A response: 'How Do You Define "Creationist"?'

Discovery Institute posted an article yesterday over at Opposing Views entitled 'How Do You Define "Creationist"?'. This post is a response to Larry Moran's comment on one of his posts where he says: 
If you believe in a creator then you are a creationist. There are several flavors of creationists. The most important ones are Young Earth Creationists (YECs), Old Earth Creationists (OECs), Intelligent Design Creationists, and Theistic Evolution Creationists.
For some reason, David Klinghoffer, presumably a person behind the nickname Discovery Institute, found this comment problematic, and felt the need to answer it both in another comment on Moran's blog, and on Opposing Views.
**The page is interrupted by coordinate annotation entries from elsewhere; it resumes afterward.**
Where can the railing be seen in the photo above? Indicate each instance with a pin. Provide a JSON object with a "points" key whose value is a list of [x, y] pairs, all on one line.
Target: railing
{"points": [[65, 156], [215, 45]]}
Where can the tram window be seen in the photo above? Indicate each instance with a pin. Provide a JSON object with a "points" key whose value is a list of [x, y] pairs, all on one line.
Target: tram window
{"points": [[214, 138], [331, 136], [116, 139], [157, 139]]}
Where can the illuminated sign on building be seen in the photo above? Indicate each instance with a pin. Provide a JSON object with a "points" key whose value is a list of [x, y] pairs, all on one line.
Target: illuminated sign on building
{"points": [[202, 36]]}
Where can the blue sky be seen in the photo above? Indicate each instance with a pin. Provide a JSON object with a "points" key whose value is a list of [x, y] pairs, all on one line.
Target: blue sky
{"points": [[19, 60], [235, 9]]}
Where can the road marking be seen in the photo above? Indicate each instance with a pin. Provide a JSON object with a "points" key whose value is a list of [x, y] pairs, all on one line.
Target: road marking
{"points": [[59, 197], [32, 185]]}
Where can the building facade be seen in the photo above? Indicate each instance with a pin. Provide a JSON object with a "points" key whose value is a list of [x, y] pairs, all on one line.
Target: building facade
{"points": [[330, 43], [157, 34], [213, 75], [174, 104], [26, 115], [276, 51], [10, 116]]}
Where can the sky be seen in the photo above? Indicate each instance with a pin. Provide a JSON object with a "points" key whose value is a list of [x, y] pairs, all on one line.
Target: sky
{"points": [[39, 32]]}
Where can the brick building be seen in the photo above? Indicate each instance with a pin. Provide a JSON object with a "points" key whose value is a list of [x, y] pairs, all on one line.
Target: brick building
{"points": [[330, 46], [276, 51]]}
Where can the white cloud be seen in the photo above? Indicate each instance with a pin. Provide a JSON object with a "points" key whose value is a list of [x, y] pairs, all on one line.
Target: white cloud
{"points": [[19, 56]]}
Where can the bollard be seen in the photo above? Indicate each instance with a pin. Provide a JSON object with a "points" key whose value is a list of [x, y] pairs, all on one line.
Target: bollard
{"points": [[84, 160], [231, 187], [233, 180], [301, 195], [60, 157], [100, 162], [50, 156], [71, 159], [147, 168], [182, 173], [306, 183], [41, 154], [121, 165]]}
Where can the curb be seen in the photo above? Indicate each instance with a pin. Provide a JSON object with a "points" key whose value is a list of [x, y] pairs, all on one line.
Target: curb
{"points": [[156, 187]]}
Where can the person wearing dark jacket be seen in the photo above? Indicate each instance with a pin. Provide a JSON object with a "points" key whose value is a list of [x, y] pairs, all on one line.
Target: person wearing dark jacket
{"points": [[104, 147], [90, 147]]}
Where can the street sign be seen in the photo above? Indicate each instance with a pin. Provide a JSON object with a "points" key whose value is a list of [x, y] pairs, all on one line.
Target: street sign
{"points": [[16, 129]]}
He writes:
Larry, by your definition of "creationist," Ken Miller would be considered a creationist. Taking him at his own word, he believes in a creator. So as you use it, "creationist" tells nothing about whether a person is entirely convinced of the truth of Darwinian evolutionary theory, partly convinced, or entirely unconvinced. In the context of a debate about evolution, the term adds little or no relevant information. Yet you use it over and over.
In his post on Opposing Views he continues with:
So Moran is saying that no matter how committed a Darwinist you seek to be, no matter how firmly you hold the line against any critique of orthodox evolutionary theory, if you believe in a God as described by any religious tradition no matter how attenuated, you are hardly to be distinguished from those "creationists" who picture cavemen riding on the backs of tame dinosaurs some six thousand years ago when the earth was brand new.
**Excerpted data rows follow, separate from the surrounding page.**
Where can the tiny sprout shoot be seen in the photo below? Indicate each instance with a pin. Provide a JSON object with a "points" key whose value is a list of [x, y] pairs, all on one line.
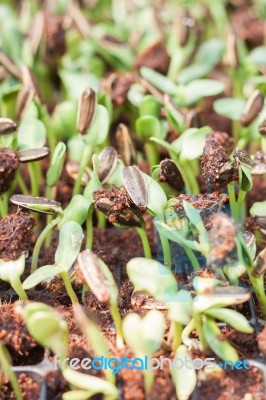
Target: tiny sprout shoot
{"points": [[143, 340]]}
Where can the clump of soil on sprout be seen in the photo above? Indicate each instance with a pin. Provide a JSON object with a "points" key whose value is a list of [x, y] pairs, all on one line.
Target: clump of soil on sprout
{"points": [[207, 204], [8, 165], [15, 235]]}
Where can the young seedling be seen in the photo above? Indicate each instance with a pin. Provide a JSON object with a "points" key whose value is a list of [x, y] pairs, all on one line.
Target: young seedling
{"points": [[70, 239], [88, 386], [90, 328], [153, 278], [99, 279], [9, 164], [181, 375], [93, 124], [184, 151], [52, 177], [47, 327], [208, 306], [5, 366], [143, 340]]}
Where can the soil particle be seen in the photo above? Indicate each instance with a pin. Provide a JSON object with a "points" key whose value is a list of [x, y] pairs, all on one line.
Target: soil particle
{"points": [[8, 165], [261, 339], [30, 389], [154, 57], [15, 336], [15, 235], [115, 203], [248, 27], [222, 238]]}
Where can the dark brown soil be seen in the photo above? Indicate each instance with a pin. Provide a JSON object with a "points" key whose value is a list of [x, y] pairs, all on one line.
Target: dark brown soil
{"points": [[15, 235], [215, 164], [15, 336], [8, 165], [115, 203], [207, 204]]}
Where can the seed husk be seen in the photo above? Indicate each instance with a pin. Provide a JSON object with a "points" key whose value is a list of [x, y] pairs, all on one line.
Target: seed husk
{"points": [[7, 126], [259, 164], [90, 266], [10, 66], [242, 157], [169, 172], [86, 110], [125, 145], [37, 204], [107, 163], [32, 154], [253, 108], [136, 186], [72, 169], [231, 49], [262, 128]]}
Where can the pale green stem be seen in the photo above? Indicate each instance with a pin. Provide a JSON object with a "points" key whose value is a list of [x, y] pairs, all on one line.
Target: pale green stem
{"points": [[118, 324], [5, 366], [166, 250], [86, 155], [39, 242], [69, 288], [193, 259], [144, 240], [17, 286]]}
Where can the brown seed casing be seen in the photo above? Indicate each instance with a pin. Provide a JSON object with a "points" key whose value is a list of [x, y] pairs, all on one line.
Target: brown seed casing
{"points": [[86, 110], [32, 154], [90, 266], [7, 126], [31, 202], [8, 166], [136, 186], [107, 163], [125, 145], [15, 235], [253, 108], [170, 174]]}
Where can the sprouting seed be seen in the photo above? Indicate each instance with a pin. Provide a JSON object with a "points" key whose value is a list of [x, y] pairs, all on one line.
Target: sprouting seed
{"points": [[107, 163], [136, 186], [253, 108], [86, 110], [231, 49], [32, 154], [7, 126], [90, 267], [170, 173]]}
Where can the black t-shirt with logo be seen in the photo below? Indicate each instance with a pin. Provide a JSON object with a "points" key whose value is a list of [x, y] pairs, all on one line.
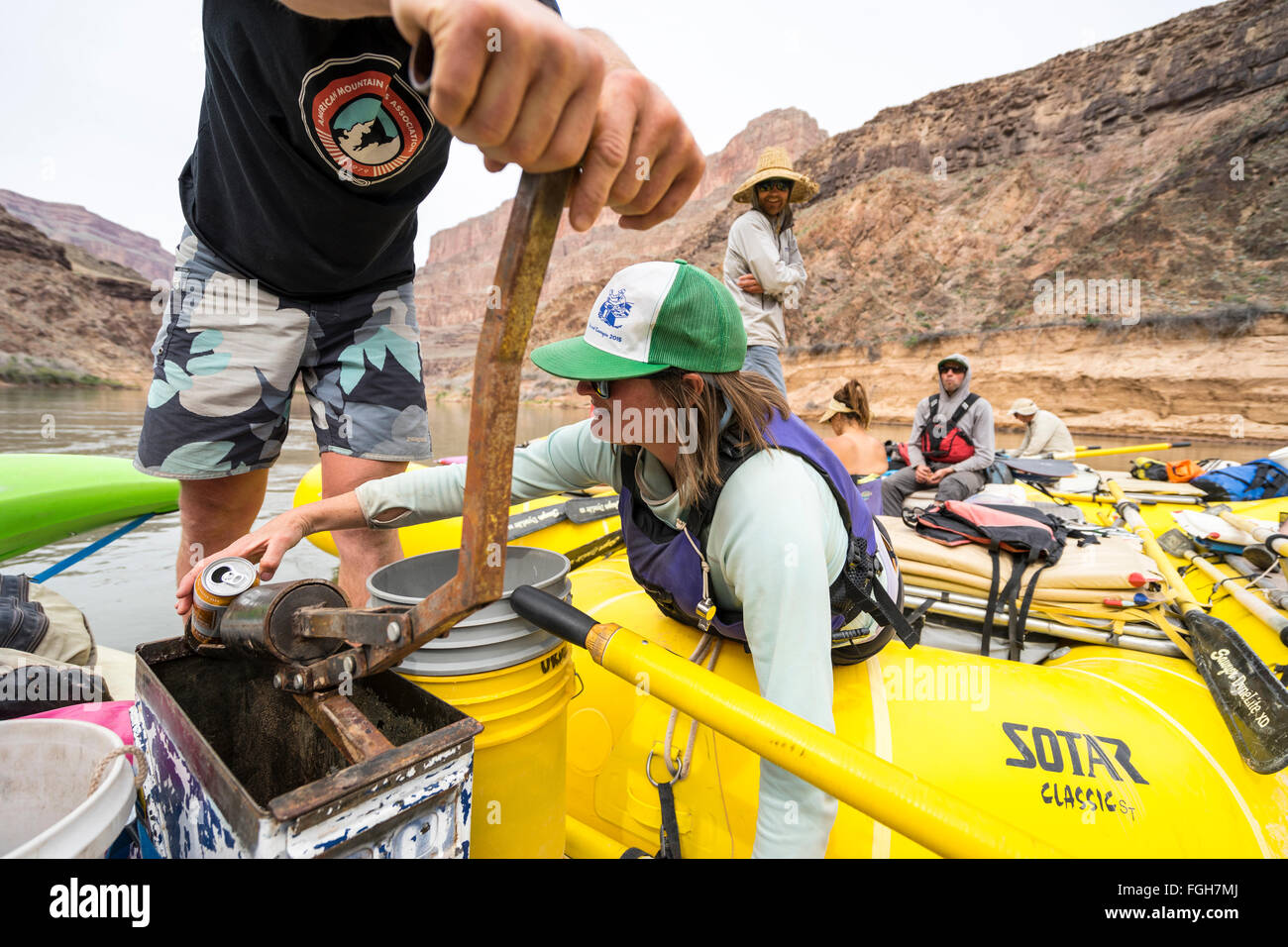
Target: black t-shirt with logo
{"points": [[313, 150]]}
Now, as for my response to Mr. Klinghoffer, I have only this to say:

By definition, "creationism is the religious belief that humanity, life, the Earth, and the universe are the creation of a supernatural being [...]". So no matter if you believe in evolution as a process, if you also believe in a god, and consider him the creator of life and (presumably) the architect of evolution, you are by very definition 'a creationist'. As Larry Moran said, there are different flavors of creationists, but what all of them have in common is the belief that there is a creator, a supernatural being that created life and (if you accept evolution) set the course of evolution. So, yes, by definition, every person that believes in a creator is a creationist. This seems fairly obvious, simply considering that the word 'creationist' comes from 'creationism' which comes from 'creation' which, I would think, assumes also a 'creator'. What Mr. Klinghoffer is doing here is ascribing negative connotations to the word 'creationist', as if he believes atheists consider every creationist a caveman, no matter his flavor. This is wrong, which should be quite obvious to anyone who's ever read any piece of atheist literature concerning creationists. There is a huge difference in believing the Earth was created 6,000 years ago, and believing there's some supernatural being that set in motion the events that led to life as we know it. And while these two beliefs are quite different, both of them assume a creator and a creation, and are therefore both creationist beliefs. Which would, logically, make those who have these beliefs - creationists.